Greg Beischer: Yeah, sure. I've been a supporter of our Senator Murkowski, and she was pounding the table 12 or 13 years ago about critical and strategic metals. She recognized the vulnerability of our country and knows that we have to get secure domestic supplies or we can be held ransom by countries on metal supply. 

And metals are becoming just more important every day to our lives. And she knows that Alaska has untold metal mineral wealth. And so, she's been a great promoter of our state. And so I think, yeah, everything is lining up, and our government is coming around and realizing we really do need secure homegrown sources of metals. 

And surely the battery manufacturers and the car companies must be worried. They're taking chances. They're spending multiple billions of dollars retooling their manufacturing plants and building US$5 billion battery plants. 

But they're not sure that they've got the raw materials to keep their production lines going. So you’d think there's going to be really strong interest from American companies in an American source of the metals we need for an electrical energy expansion.

Gerardo Del Real: Well said. Greg, I think you and I will be chatting often this year. Thank you so much for that update and look forward to having you back on.

Greg Beischer: Yeah, thanks, Gerardo. You did ask about 2024, and we've got big plans.

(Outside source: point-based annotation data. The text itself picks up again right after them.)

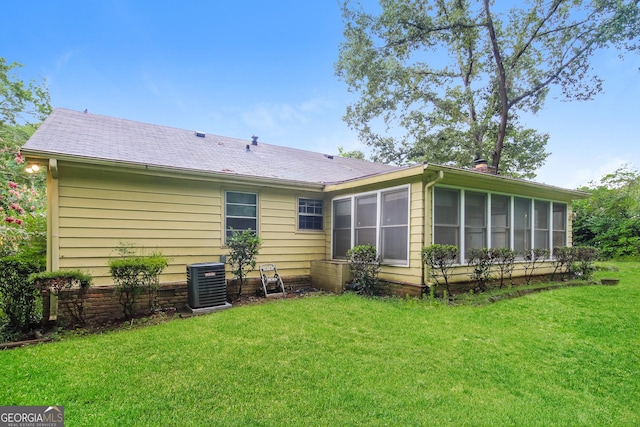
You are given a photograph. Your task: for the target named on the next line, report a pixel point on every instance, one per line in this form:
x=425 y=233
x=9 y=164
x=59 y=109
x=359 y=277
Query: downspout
x=53 y=236
x=427 y=202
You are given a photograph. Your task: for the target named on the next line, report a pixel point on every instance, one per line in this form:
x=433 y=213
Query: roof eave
x=163 y=169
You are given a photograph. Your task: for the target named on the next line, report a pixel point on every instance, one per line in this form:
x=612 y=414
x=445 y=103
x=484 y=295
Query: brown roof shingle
x=92 y=136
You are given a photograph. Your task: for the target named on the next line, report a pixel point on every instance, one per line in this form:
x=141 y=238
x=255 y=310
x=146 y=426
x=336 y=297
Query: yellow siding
x=183 y=218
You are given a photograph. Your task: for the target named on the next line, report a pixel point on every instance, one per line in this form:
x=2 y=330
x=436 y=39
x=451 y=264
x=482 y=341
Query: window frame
x=378 y=228
x=310 y=214
x=227 y=204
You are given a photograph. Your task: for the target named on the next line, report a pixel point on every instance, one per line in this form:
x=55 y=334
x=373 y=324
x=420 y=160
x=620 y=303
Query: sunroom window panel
x=366 y=236
x=394 y=247
x=475 y=220
x=446 y=207
x=341 y=228
x=395 y=207
x=500 y=221
x=366 y=211
x=541 y=224
x=446 y=214
x=366 y=220
x=395 y=226
x=559 y=224
x=522 y=224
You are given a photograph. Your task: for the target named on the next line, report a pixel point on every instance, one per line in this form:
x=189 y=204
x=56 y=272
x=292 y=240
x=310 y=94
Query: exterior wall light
x=32 y=168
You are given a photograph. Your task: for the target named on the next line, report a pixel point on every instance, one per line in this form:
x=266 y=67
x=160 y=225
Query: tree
x=610 y=219
x=448 y=79
x=22 y=195
x=243 y=251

We expect to make this deposit a lot bigger. But we've also got our eyes set on some fantastic targets for the high-grade that I was sent to find 30 years ago by Inco. 

We've done all of the groundwork and will have one drill dedicated to try and find those high-grade resources as well. Very, very excited and hopeful on that. So, lots of news to come and I look forward to talking to you more and giving you updates along the way.

Gerardo Del Real: Good stuff. Thanks again, Greg.

Greg Beischer: All the best, Gerardo, thank you.